How to Survive Planning a Sweet SixteenBy Debbe Geiger
Turning 16 is a major milestone in a girl's life, one that parents often celebrate with a party. However, when the girl's idea of a great party conflicts with what Mom and Dad have in mind, disagreements can escalate into tearful blow-ups and family dissension.
Some parents view their daughter's Sweet Sixteen birthday as a coming-of-age celebration that they expect she'll want to share with a group of her closest girlfriends. They may be surprised to learn that she sees the perfect Sweet Sixteen as an invite-everyone, urban-club-style bash.

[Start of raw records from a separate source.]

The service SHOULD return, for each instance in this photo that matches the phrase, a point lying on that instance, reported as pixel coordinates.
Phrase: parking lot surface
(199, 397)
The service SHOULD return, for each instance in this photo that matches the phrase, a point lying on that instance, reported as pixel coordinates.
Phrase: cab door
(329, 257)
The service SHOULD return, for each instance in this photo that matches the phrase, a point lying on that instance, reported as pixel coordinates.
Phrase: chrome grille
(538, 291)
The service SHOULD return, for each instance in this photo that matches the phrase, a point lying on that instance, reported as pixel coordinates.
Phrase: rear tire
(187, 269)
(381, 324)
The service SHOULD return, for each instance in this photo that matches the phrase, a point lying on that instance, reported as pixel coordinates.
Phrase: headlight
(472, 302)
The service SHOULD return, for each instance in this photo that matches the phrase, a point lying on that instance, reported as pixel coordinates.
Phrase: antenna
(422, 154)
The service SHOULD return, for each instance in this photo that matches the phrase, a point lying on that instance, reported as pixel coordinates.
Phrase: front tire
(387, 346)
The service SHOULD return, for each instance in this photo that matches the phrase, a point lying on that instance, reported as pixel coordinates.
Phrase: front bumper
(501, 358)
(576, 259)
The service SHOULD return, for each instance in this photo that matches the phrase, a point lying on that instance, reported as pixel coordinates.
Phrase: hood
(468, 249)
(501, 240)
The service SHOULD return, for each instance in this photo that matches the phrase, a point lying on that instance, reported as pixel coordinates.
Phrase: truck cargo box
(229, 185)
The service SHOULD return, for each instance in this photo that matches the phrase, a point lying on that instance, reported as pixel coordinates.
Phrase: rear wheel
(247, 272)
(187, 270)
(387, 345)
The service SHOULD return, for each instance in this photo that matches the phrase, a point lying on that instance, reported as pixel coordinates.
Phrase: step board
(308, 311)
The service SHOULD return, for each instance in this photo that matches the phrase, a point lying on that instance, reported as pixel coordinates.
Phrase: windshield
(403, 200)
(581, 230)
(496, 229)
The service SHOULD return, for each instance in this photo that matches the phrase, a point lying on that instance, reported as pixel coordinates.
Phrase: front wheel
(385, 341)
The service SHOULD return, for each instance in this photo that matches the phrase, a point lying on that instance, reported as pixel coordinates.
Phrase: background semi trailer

Fortunately, parents can avoid the Sweet Sixteen bithday party planning minefield by setting a few ground rules up front, says Susan Bartell, a Port Washington, New York psychologist who specializes in teen girls and their behavior.
Here's a rundown of strategies to help minimize the most predictable conflicts, plus important subjects you'll want to cover in a sit-down talk with your daughter before her Big Day:
INVOLVE HER IN THE PLANNING
Often, the party budget helps to determine the type of party, where it will be held, how many guests will be invited, the type of food, and level of entertainment.
Give your daughter the chance to participate in the decision-making. If there is a budget, let her know what it is. Encourage her to think about how she would like the money to be allocated.
If a Saturday night Sweet 16th party is the celebration of choice, make it clear that you will be there to supervise the event. Too often, kids think their parents will take care of all party arrangements and then disappear, says Bartell. "Let her know that you and other adults will be there," she counsels.